Changing primary care compensation
by jerry on August 15, 2020
Physician compensation has changed over the years. For example, decades ago, compensation changed from fee-for-service (where physicians are paid per procedure or per service) to capitation (where primary care physicians are paid a monthly fee for each patient they see). The idea behind capitation was that physicians who were successful in managing the health of their patients would end up having to work less since healthier patients need fewer services; at the same time, healthier patients would mean that insurers would need to pay less, thus, theoretically leading to a win-win situation (plus a win for patients who themselves were healthier). Under the capitation payment model, doctors could be penalized if they had an excessive number of patients who needed more services. Many physicians complained about this risk, citing cases that were both out of their control and very expensive (e.g. a patient ends up with cancer). Physician compensation then moved back towards fee-for-service. Unfortunately, under this model, physicians frequently have a financial incentive to favor expensive treatments over inexpensive preventative measures.

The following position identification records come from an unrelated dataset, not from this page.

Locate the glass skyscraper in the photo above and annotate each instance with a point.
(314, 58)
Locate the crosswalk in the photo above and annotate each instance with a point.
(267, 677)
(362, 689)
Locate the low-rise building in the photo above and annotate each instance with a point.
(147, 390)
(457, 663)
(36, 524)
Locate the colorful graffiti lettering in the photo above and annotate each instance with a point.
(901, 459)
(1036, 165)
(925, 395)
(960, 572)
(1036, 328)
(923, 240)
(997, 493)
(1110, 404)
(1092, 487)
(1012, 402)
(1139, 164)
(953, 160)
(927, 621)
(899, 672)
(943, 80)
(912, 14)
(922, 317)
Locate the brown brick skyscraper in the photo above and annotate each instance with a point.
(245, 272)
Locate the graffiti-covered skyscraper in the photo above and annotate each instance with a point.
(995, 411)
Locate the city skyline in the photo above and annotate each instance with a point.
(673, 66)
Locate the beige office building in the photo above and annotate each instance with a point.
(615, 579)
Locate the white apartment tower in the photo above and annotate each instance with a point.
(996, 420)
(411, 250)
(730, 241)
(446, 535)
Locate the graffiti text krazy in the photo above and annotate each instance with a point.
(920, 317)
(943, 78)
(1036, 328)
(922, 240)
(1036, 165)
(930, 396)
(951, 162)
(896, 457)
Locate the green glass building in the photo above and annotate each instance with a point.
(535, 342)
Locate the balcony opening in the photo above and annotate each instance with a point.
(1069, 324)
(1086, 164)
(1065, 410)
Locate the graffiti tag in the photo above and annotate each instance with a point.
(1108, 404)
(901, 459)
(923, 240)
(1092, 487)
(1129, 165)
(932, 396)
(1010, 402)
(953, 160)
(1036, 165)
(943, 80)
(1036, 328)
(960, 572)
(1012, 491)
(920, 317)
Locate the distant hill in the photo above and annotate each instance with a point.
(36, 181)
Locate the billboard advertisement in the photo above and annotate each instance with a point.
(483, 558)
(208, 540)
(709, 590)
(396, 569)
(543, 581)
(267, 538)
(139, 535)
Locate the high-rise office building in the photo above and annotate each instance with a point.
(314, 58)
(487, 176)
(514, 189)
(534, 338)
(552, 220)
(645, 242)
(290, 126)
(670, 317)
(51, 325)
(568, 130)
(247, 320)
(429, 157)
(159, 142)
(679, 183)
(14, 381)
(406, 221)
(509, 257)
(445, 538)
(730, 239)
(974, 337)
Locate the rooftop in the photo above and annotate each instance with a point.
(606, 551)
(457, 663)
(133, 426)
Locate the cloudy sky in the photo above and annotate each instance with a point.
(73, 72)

Over the last decade, Medicare has been trying to introduce more risk-based payments so that doctors with healthy patients could receive financial rewards for healthier patients. Some physicians rightfully have had reservations. Kaiser Health News reported on how the pandemic might be changing some physician attitudes.

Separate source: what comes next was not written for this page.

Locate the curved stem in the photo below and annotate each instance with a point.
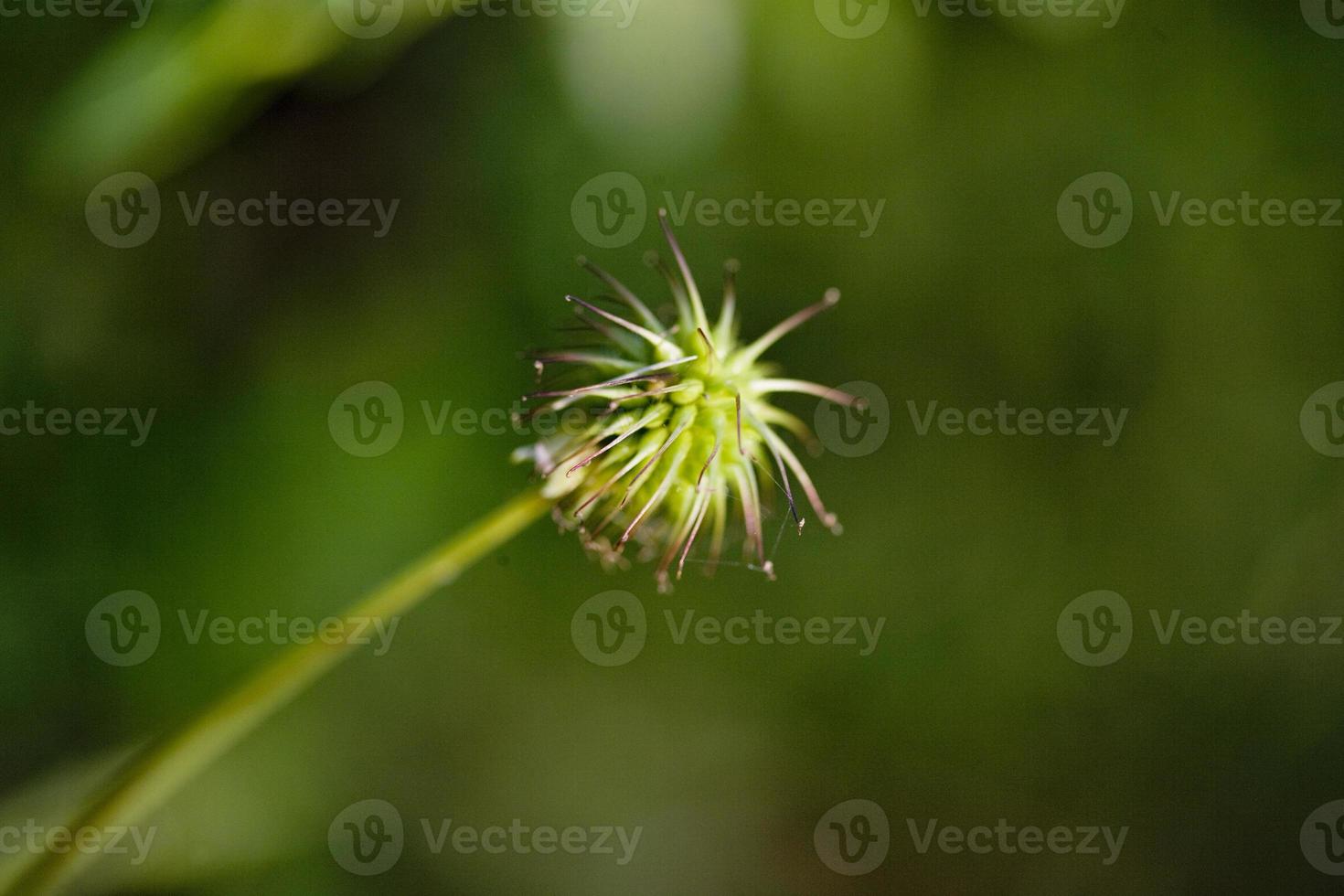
(151, 779)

Notably, many physician offices have had to shut down during the pandemic, but instead would have fared better financially if they received per-member per-month payments that doctors received under capitation payment models. Medicare will be launching a Primary Care First program in this vein, offering bonuses and penalties depending on how a doctor's patients rate on various criteria. The risk-based payment model may have its own risks, such as physicians becoming pickier when deciding whether to accept a patient (a patient mix that skews unhealthy could have a substantial financial impact). Nevertheless, the current trend lines appear to point towards risk-based payments.